На днях - третьего дня, пришло ему пять открыток от его бывшей жены, Вали, - и мне было целых два дня не по себе, отчуждалась, отделялась от него: у тебя, мол, - есть другая жизнь, есть сын, которого ты «любишь без ума», есть женщина, с которой ты связан навсегда этим сыном, и, видимо, это-то вы оба и имели в виду, [когда] реши[ла]в завести ребенка в то время, когда собрались разводиться. О, - это на Юрочку похоже. В это время он уже жил с Ириной и «начинал любить ее»... Известие о том, что у него будет ребенок, было для нее, судя по ее письмам, большим потрясением. О, у моего теперешнего мужа была такая путаная, такая нагруженная личная жизнь - до меня, сколько одних т. н. «встреч» было. И часть этой жизни - реально - осталась с ним, - и теперь, при мне: сын, б<ывшая> жена, та же Ирина, приславшая сегодня телеграмму, что она «уезжает Хабаровск, если понадобится, пиши востребования». Я сегодня не отдала ему этой телеграммы. Отдать или нет - вообще? Не отдать - пожалуй, подло.
А все это томит меня, хоть и отдаю отчет, что это недостойно и глупо. Но у меня даже к Андрейке чувство неприязни - это уж совсем гнусно: ведь Коля так нежно, так по-отцовски любил мою Ирочку.
Да, но ведь она существовала вовсе не для того, чтобы быть связующим звеном между мною и Борькой, а Андрейка специально для этого и придуман...
И вот, хоть знаю, что Юра действительно любит меня, его прошлое, особенно когда оно напоминает о себе, - давит меня, и мне кажется, что он со мною - случайно, на время, что пройдет война, и вновь его потянет на жизнь, которую он хоть и называет «подлой», но все же потянет, - легкие победы, встречи - до 4 в день...
Мне хочется ребенка еще и потому, чтобы отнять Юрку от прошлого совсем, навсегда... конечно, и при ребенке все может быть, но все же. Да и самой мне хочется ребенка, - человечка, совсем моего и для меня. Ну, что бог даст!..

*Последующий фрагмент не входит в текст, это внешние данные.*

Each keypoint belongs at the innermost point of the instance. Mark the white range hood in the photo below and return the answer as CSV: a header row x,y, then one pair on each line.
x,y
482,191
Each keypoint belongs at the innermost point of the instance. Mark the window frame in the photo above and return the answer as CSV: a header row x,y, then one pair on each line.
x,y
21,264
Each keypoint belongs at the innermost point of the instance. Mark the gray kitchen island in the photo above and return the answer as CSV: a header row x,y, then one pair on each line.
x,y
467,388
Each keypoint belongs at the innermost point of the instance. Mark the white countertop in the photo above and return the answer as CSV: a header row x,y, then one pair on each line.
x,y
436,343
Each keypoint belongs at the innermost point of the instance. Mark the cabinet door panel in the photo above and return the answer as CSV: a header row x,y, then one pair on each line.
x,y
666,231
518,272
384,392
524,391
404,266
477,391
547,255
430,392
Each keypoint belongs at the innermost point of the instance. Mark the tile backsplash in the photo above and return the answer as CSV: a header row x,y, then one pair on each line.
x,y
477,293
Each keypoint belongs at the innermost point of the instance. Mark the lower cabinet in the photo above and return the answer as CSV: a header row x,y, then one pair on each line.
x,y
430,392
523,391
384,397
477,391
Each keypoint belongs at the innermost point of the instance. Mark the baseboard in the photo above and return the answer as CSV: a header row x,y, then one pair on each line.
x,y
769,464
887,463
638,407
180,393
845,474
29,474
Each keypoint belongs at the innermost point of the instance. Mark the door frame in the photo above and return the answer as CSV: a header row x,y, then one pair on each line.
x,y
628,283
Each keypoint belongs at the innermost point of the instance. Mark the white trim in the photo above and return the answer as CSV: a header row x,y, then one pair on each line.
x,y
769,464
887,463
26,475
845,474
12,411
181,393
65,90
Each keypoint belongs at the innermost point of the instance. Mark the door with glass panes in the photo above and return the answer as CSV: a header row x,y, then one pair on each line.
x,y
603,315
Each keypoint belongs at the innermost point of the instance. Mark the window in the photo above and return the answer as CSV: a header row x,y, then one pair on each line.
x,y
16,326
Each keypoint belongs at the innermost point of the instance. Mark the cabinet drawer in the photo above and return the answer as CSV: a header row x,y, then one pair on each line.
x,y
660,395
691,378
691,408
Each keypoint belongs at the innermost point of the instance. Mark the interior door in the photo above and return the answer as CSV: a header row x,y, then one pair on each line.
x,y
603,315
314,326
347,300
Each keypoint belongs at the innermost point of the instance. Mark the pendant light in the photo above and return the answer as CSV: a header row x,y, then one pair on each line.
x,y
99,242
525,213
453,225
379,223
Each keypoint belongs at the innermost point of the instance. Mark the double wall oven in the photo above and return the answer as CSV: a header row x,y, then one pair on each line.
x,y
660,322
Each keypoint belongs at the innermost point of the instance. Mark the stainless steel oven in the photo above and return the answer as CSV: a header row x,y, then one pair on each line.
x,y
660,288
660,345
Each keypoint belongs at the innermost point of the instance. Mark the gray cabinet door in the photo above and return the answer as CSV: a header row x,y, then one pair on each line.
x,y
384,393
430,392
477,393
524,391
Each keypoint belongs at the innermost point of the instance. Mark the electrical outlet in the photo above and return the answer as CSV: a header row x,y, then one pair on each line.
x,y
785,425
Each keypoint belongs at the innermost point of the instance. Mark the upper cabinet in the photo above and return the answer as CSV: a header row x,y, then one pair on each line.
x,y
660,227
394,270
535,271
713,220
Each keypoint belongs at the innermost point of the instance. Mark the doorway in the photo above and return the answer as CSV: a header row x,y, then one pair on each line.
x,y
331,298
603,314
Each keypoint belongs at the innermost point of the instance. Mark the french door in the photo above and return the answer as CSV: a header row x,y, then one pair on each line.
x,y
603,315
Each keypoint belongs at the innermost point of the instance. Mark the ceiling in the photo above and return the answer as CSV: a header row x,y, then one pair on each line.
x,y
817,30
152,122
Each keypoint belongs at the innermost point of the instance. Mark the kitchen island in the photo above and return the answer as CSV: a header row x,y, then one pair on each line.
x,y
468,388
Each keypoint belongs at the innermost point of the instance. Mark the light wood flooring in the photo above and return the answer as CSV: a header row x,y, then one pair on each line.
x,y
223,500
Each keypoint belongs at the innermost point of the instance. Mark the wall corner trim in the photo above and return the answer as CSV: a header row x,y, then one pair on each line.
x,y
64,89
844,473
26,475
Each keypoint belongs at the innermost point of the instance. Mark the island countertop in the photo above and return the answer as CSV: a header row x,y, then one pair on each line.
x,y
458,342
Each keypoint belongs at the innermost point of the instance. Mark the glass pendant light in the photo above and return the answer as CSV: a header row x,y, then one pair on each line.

А надо всем этим - видение Международного в сумерках, в моросящем дожде, где на трамвайных остановках женщины с водянисто-голубыми, покорными лицами, с бревешками - обломками домов - в руках, сидя на баррикадах, покорно ждут трамваев, и дождь моросит, и сумрак, и кругом разбитые, нежилые, темные кубы домов, недостроенных, но уже поверженных. И, не дождавшись трамвая, они идут по мглистому, пустынному, огромному и прямому проспекту с обломками домов под мышками, как будто несут куски огромного общерусского распятья, куски креста, - и на досках и бревнах, действительно, торчат огромные ржавые гвозди. И сумерки, и моросит, и почти нищенски одеты люди, и лица их усталы и серы.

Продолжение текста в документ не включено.